Created on 08 Jul 2026

Authors

Hamoen, L. W., Wang, B., Teng, Z., Siersma, T., van der Kloet, F.

Abstract

Genome-wide transposon insertion sequencing (Tn-seq) is a powerful tool to measure the importance of genes for growth. In this study, we applied Tn-seq to the Gram-positive model system Bacillus subtilis, and found that after growth in liquid medium the transposon library lacked transposon insertions in several genes related to lipoteichoic acid biosynthesis and cell wall teichoic acid modification. This was unexpected since these genes are not essential for normal growth. By growing the transposon library as a confluent layer of cells, and as discrete colonies, we found that these genes are only important when the transposon library is grown as a confluent layer.
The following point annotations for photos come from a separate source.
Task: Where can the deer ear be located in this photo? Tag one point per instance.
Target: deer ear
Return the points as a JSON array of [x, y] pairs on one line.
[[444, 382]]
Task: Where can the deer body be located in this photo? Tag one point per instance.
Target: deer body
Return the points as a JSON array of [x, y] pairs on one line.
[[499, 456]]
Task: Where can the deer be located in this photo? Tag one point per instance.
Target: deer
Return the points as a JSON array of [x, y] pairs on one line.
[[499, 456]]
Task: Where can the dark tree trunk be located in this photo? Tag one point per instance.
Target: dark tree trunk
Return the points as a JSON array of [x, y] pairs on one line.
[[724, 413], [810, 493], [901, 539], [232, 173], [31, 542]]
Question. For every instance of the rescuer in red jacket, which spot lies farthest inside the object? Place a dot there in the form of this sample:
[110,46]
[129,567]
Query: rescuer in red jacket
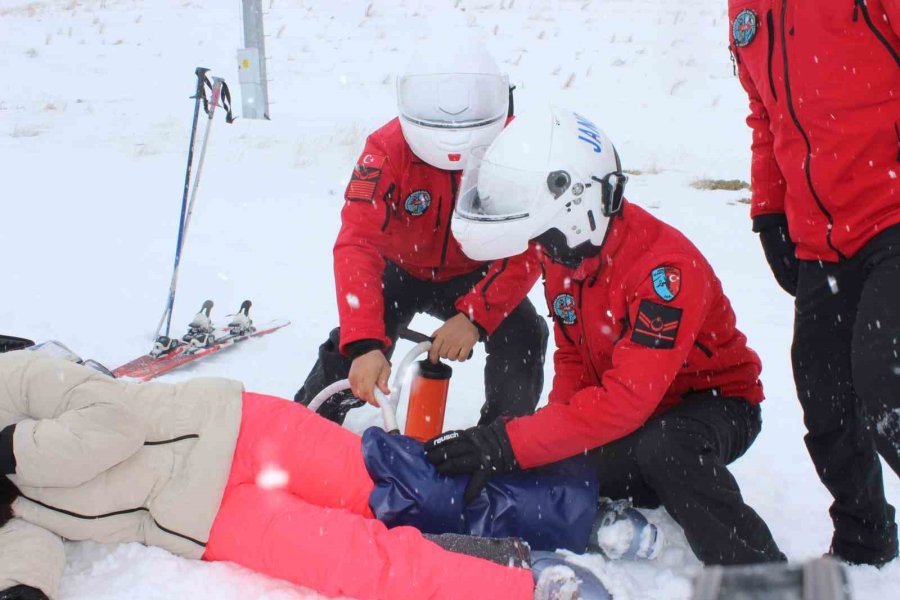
[823,77]
[396,256]
[652,378]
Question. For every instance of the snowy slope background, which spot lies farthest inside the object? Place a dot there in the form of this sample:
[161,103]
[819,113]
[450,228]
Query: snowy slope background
[94,123]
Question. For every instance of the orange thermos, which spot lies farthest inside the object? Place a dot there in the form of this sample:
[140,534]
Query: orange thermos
[428,400]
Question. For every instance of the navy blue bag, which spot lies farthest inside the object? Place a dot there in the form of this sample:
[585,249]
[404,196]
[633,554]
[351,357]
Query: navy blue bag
[551,507]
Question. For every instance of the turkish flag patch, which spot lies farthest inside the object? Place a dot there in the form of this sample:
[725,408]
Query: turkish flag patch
[365,178]
[656,325]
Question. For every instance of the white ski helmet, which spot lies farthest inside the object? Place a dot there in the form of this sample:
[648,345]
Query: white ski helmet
[451,98]
[554,178]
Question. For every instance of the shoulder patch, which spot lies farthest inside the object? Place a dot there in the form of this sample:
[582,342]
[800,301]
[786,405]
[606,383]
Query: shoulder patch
[656,325]
[666,282]
[744,27]
[564,307]
[417,203]
[365,178]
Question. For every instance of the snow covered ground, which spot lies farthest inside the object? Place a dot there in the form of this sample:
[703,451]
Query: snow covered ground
[94,123]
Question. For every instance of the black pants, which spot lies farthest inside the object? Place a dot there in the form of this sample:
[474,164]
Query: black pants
[678,460]
[513,371]
[846,357]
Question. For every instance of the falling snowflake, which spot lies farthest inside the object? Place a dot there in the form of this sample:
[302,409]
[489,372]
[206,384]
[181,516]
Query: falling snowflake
[272,478]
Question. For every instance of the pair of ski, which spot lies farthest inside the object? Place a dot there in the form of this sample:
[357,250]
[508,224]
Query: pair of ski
[201,340]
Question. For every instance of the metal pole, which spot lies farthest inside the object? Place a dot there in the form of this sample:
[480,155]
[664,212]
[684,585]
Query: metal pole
[252,64]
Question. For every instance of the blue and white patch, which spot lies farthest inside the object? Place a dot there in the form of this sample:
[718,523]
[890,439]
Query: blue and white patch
[417,202]
[744,27]
[564,307]
[588,132]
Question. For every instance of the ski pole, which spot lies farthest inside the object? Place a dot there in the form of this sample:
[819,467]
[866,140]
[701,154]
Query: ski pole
[198,97]
[220,93]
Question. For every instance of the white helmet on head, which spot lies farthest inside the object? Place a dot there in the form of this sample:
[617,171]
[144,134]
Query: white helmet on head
[451,98]
[554,178]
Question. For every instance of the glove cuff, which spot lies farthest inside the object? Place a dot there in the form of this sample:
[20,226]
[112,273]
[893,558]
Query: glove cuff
[770,221]
[360,347]
[501,439]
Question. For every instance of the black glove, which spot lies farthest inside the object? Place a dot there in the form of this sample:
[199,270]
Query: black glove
[779,249]
[481,451]
[23,592]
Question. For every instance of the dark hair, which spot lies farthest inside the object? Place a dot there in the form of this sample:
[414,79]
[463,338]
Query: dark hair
[8,493]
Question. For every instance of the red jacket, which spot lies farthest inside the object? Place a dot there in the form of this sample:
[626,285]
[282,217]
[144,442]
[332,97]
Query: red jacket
[637,327]
[824,83]
[398,208]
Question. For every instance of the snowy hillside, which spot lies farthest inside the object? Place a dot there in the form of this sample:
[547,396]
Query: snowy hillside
[94,124]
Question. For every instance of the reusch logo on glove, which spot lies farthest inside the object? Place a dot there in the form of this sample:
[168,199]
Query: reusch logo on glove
[446,438]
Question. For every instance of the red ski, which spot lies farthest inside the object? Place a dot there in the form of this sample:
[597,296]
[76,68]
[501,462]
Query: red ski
[177,353]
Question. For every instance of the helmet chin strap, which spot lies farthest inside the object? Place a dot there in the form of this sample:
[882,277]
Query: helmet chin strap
[553,243]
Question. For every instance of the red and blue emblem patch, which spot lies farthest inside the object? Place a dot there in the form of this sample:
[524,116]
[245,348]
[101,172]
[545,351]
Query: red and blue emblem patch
[744,27]
[417,203]
[666,282]
[656,325]
[564,307]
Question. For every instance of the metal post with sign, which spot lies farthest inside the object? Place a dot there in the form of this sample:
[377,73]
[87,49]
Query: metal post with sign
[252,64]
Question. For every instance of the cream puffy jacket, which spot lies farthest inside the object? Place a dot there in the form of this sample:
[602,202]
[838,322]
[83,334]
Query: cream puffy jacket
[100,459]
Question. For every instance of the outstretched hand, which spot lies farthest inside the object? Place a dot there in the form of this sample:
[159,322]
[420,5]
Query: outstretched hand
[481,452]
[454,339]
[367,371]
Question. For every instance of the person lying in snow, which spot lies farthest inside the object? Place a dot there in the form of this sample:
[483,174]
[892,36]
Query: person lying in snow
[208,471]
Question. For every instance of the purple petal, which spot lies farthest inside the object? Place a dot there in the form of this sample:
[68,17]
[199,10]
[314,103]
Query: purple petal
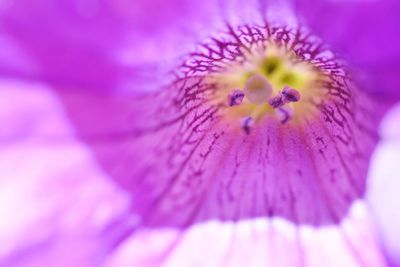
[258,242]
[173,152]
[383,184]
[99,44]
[57,206]
[366,33]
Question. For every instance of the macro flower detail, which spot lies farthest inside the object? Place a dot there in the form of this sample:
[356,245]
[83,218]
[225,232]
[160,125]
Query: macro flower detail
[259,121]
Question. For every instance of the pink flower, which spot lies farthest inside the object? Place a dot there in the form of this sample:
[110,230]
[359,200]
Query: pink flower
[120,148]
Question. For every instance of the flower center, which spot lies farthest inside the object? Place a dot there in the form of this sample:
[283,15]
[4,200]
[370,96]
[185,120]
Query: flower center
[273,81]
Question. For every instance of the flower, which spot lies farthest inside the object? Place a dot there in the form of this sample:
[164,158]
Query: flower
[179,163]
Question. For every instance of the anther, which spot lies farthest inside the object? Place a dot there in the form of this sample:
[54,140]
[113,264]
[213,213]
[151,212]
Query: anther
[284,114]
[285,96]
[247,124]
[235,98]
[257,89]
[290,94]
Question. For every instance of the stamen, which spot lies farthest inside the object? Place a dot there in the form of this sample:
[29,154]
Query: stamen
[276,101]
[247,124]
[235,98]
[257,89]
[290,94]
[287,95]
[284,114]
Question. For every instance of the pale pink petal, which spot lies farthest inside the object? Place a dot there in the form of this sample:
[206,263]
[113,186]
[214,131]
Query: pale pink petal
[384,183]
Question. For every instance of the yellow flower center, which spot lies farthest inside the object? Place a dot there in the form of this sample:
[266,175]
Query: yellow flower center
[264,74]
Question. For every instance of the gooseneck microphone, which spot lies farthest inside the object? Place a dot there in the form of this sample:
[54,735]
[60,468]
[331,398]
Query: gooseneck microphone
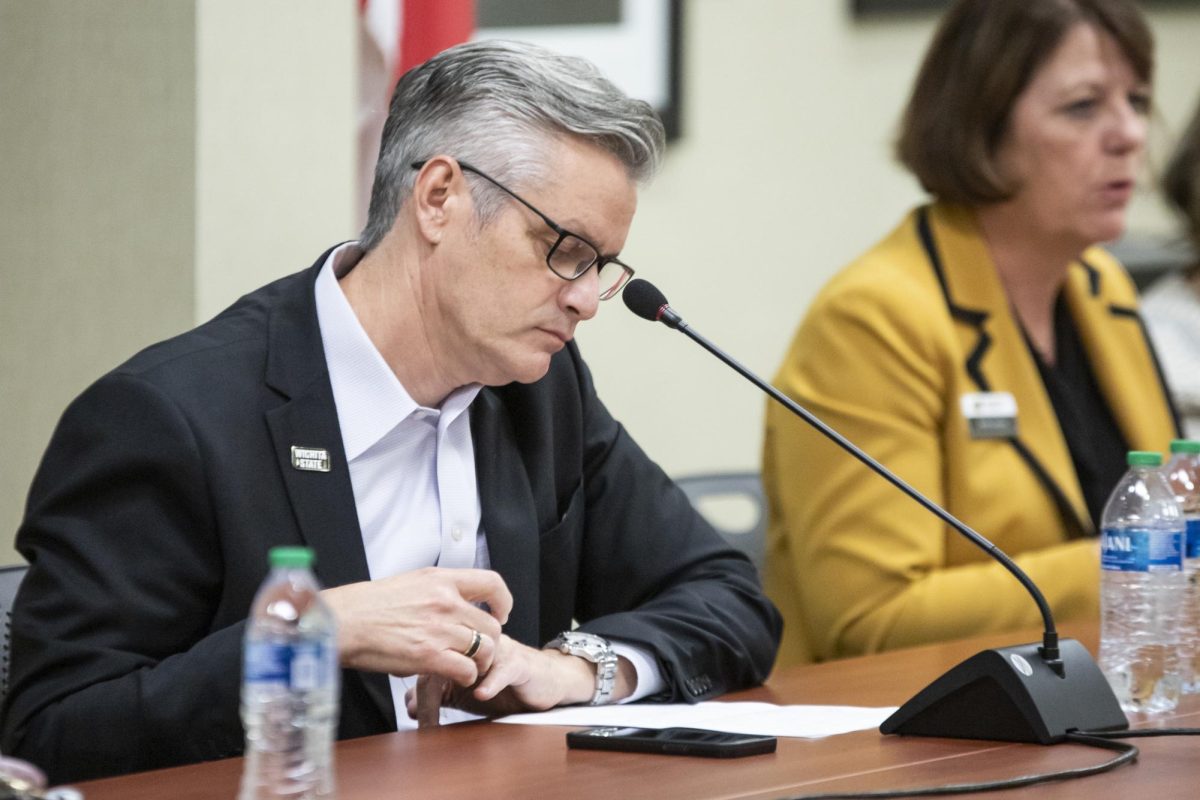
[1024,693]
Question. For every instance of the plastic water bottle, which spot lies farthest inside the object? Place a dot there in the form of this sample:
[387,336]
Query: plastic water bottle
[291,685]
[1183,476]
[1141,588]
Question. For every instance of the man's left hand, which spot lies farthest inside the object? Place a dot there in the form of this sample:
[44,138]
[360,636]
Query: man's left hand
[526,679]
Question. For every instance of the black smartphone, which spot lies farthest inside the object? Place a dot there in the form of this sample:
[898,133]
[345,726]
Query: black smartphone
[675,741]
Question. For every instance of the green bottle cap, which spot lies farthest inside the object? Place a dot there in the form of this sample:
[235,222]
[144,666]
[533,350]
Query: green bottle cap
[293,558]
[1144,458]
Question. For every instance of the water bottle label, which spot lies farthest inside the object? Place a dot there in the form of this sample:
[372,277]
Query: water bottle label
[1132,549]
[303,666]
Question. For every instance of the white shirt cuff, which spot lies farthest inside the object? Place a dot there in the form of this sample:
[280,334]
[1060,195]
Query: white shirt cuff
[649,677]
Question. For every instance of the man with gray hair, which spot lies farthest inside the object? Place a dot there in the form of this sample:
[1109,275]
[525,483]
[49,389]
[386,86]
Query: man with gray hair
[413,407]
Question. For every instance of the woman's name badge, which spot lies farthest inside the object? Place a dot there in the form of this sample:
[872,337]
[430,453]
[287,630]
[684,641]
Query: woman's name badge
[990,415]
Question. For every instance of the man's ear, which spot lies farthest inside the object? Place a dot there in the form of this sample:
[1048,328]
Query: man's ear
[439,194]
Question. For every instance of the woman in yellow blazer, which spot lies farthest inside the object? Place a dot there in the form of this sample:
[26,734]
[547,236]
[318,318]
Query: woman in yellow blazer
[985,350]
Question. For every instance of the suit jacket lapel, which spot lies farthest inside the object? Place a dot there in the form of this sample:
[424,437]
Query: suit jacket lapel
[999,358]
[323,503]
[509,518]
[1121,358]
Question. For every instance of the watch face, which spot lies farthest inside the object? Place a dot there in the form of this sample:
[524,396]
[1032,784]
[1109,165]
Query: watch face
[587,645]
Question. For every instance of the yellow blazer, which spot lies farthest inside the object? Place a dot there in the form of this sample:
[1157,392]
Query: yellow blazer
[883,355]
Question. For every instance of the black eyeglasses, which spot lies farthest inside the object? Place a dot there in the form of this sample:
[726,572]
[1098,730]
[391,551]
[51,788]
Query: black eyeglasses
[571,256]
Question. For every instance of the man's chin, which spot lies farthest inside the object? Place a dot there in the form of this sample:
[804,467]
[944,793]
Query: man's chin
[529,371]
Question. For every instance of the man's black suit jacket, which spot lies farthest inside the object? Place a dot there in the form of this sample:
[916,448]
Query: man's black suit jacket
[167,481]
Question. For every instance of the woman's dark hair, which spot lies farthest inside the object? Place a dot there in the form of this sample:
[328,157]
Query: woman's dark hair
[982,58]
[1181,182]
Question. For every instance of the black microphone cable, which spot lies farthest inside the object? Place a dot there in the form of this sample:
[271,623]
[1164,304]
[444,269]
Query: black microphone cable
[648,302]
[1126,752]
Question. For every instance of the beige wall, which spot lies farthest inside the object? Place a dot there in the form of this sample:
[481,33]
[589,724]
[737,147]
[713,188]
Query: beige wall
[784,174]
[160,157]
[157,158]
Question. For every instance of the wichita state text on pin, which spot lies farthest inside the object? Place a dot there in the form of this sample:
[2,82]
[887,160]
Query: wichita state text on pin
[313,459]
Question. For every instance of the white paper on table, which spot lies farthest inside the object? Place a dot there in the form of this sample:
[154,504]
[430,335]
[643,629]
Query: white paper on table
[763,719]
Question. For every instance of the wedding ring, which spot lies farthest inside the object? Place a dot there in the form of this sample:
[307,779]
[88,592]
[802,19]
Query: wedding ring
[477,638]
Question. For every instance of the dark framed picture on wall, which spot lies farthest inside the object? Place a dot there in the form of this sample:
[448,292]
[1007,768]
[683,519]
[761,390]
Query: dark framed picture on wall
[869,7]
[636,43]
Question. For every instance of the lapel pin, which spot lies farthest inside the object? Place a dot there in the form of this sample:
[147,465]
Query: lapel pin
[311,459]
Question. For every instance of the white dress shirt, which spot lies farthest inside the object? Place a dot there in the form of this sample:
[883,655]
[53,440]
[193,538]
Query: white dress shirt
[432,515]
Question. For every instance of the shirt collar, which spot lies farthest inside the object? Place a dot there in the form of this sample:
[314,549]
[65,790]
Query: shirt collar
[369,397]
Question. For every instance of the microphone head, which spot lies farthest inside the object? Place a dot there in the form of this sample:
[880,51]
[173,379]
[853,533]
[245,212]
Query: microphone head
[643,299]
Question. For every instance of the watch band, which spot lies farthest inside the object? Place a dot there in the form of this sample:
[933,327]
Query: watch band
[599,651]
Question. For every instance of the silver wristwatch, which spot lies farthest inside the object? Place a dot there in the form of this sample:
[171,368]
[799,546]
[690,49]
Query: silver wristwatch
[595,649]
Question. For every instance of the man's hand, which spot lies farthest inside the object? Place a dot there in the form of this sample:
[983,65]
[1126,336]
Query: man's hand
[525,679]
[421,621]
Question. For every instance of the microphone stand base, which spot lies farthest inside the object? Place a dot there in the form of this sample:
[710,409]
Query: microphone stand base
[1012,695]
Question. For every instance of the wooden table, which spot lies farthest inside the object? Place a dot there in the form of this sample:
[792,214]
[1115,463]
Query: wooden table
[495,762]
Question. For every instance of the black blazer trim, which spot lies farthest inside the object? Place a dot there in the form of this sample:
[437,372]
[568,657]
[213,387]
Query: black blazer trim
[973,367]
[1133,313]
[972,317]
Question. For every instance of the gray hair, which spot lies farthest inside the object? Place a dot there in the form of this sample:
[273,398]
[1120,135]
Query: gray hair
[496,104]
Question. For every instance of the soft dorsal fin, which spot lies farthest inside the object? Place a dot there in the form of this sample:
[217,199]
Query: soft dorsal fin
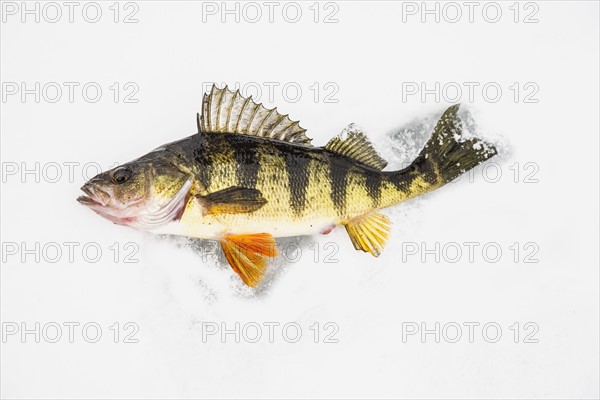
[225,111]
[354,144]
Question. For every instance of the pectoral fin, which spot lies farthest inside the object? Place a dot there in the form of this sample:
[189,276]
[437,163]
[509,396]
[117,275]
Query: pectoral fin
[369,232]
[247,255]
[232,200]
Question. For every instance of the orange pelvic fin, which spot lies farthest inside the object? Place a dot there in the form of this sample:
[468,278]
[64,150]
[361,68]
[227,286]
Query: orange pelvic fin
[369,232]
[247,255]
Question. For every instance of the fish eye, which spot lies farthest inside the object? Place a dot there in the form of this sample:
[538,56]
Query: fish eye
[121,175]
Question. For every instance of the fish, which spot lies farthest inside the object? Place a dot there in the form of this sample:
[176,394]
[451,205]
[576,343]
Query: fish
[250,175]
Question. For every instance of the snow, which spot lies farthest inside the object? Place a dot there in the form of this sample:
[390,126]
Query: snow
[362,307]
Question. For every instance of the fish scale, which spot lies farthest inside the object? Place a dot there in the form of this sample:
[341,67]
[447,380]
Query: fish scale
[251,174]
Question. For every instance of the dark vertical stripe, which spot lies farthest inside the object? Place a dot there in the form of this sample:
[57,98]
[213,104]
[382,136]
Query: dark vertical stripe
[373,186]
[203,156]
[246,156]
[338,171]
[297,167]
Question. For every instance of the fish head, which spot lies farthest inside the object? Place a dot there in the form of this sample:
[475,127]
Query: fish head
[145,194]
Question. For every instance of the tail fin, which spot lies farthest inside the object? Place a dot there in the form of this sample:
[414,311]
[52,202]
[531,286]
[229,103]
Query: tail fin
[448,153]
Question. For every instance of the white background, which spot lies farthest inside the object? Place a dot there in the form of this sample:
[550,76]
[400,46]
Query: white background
[171,293]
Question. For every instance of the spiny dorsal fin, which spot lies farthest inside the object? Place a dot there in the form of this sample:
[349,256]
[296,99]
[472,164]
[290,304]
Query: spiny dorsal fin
[354,144]
[369,232]
[224,111]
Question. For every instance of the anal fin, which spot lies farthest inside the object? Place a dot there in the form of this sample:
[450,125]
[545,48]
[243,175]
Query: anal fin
[369,232]
[247,255]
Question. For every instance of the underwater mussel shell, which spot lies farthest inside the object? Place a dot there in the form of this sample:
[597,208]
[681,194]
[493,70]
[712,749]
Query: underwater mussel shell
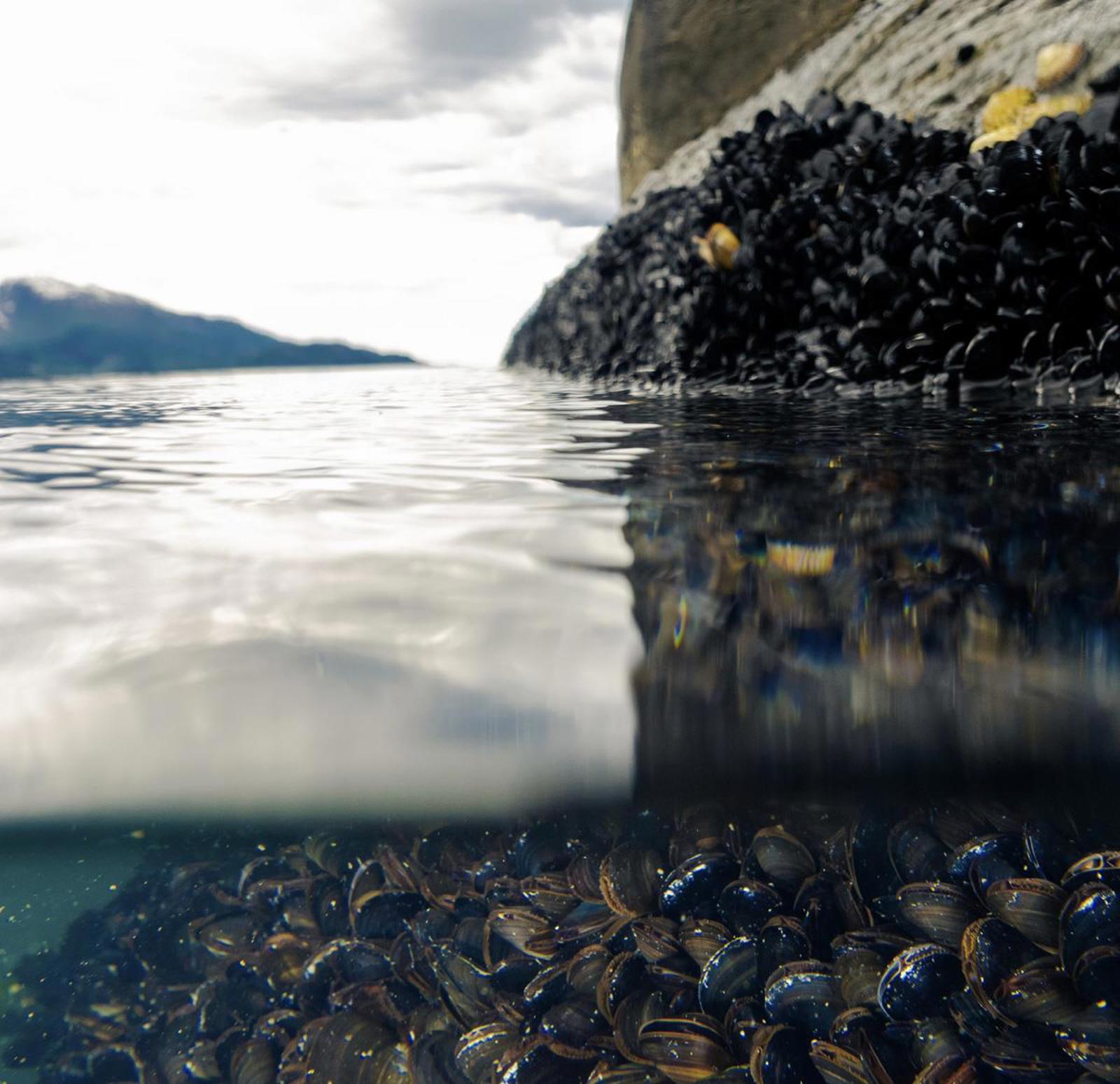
[918,981]
[876,258]
[851,973]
Apparently, growing the transposon library as a mixed population reduces the fitness of teichoic acid mutants, which was confirmed by coculturing experiments. This phenomenon can be explained when lipoteichoic acid and teichoic acid D-alanylation mutants become sensitive to secreted autologous antimicrobials and/or toxins. Extensive mutant analyses suggested that multiple autologous antimicrobials are involved. Finally, we show that the reduced fitness of teichoic acid mutants can be countered by the addition of divalent cations. These data raise several questions concerning the evolution of kin discrimination, and show that growing genome-wide mutant libraries as mixed cultures can influence library composition.

Preprint server: bioRxiv
The authors list and abstract were imported from bioRxiv on 08 Jul 2026.